Outside St Ninian's Cathedral in Perth it was minus 8 deg C, and pavements round about were extremely difficult to use due to thick uneven layers of ice. Nevertheless, a decent crowd turned out for the welcome annual Candlelit Concert treat from The Scottish Ensemble at Christmastime: the Perth concert was the last of a tour of Scotland, and in a week of difficult weather and cancelled events, the Ensemble had somehow dodged the snow and played every concert.

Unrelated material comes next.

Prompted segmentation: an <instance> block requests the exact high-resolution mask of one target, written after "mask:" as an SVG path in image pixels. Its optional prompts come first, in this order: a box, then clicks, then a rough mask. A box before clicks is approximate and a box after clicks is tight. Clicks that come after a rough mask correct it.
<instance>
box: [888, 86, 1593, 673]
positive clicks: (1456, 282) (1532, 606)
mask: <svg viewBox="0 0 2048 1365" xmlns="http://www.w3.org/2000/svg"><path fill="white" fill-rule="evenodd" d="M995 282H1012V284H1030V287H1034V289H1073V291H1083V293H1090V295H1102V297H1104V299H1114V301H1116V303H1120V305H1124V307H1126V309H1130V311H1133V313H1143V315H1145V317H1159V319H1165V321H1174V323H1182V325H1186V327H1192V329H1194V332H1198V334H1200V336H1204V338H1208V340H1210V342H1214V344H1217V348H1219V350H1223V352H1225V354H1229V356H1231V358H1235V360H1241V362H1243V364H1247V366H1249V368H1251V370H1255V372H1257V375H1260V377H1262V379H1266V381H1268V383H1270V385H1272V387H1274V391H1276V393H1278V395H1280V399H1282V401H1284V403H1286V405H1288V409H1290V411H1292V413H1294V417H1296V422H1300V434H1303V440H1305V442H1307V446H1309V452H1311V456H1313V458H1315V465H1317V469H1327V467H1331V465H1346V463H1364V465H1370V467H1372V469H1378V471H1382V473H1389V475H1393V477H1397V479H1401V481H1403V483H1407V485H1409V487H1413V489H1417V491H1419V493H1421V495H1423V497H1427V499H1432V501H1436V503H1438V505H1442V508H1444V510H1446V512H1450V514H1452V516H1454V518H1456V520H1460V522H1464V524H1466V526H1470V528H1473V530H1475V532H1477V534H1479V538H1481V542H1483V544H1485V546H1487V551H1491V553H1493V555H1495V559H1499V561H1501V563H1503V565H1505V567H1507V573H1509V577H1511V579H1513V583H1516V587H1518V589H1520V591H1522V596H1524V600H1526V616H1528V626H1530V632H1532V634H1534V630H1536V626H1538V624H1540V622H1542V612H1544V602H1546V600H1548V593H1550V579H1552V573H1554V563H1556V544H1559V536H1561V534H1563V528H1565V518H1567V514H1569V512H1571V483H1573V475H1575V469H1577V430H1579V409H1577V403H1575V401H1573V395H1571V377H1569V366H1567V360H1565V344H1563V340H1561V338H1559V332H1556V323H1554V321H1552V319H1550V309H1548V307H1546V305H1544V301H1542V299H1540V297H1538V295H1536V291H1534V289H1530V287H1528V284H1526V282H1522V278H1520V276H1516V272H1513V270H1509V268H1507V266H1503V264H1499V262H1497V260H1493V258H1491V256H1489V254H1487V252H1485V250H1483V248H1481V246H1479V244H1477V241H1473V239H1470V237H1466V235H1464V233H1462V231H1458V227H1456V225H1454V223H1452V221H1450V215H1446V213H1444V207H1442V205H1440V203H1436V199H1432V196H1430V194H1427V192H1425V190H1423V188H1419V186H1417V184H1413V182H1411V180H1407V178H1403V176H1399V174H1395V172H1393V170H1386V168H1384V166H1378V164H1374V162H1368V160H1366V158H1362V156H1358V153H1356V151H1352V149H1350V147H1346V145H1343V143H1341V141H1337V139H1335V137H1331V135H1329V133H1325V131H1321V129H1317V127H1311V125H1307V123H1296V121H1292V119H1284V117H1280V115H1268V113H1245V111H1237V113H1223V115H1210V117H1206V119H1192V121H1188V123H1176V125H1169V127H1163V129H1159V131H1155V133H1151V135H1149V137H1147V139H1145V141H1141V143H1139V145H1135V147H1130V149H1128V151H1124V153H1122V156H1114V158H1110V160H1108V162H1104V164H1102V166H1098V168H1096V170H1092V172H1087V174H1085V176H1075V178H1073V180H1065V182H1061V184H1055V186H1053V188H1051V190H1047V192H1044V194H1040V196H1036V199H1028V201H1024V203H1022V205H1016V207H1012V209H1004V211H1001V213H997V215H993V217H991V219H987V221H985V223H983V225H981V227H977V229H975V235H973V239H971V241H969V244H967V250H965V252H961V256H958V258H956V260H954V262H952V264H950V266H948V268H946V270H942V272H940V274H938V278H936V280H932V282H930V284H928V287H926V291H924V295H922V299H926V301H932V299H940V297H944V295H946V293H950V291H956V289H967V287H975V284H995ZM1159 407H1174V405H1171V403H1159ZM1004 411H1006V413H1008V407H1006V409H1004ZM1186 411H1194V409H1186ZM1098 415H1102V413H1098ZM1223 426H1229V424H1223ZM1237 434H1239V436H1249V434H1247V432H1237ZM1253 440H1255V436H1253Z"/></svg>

As Jonathan Morton explained, these concerts at Christmas time are not always Christmassy, and in the centrepiece of a fine Czech programme, Janacek's Quartet No 1 - the Kreutzer Sonata, arranged for the Ensemble by Morton, was the certainly not festive. Based on Tolstoy's story of a jealous husband who murdered his wife because he thought, mistakenly, that she was having an affair with the violinist whom she accompanied playing Beethoven's Kreutzer's Sonata. The tale is told by a narrator on a train, as we hear the rhythmic clack of the wheels in the music from time to time. Janacek visited turbulent themes in his operas, and was so taken by this story that he wrote the piece in only eight days. In stark contrast to the evening's bookended Dvorak pieces, this was splendidly spiky dissonant high energy music and just the musical territory the Ensemble likes to really get its teeth into playing. The story was well told, with a special highlight being a duet between Jonathan Morton and Alison Lawrance on 'cello in the third movement.
The piece was arranged by Morton from a string quartet, and I wonder whether the original would have had as much impact as this performance without the added double bass and other instruments.